The matrix Euclidean algorithm is reasonably useful to know, and reasonably easy to execute. The idea is to write down the remainders as a row vector on the right hand side of the equality. The left hand side will be a vector-matrix multiplication. To get the next line, on the right hand side we need to shift the right column one to the left, and then the new right column is a linear combination of the old columns.

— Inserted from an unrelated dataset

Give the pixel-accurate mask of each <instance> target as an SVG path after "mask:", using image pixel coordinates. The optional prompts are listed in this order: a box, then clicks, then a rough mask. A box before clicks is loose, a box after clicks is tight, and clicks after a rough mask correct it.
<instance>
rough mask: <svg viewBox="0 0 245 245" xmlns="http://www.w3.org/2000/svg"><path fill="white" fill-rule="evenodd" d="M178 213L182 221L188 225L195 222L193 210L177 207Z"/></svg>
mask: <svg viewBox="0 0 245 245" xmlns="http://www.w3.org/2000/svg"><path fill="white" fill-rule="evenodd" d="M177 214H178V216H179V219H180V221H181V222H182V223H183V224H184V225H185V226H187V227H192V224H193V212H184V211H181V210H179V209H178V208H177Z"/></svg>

For instance 75 is one copy of 321 minus two copies of 123. The left hand side is done the same: the left column scoots over one to the left, and the right column is a linear combination. For instance $\begin{smallmatrix}1\\-2\end{smallmatrix}$ is one copy of the left column $\begin{smallmatrix}1\\0\end{smallmatrix}$ minus two copies of the right column $\begin{smallmatrix}0\\1\end{smallmatrix}$, abbreviated as $N=L-(2)(R)$.
So in each equation below, we figure out how to fix the right hand side using the division algorithm, then we just do the same thing to the left hand side.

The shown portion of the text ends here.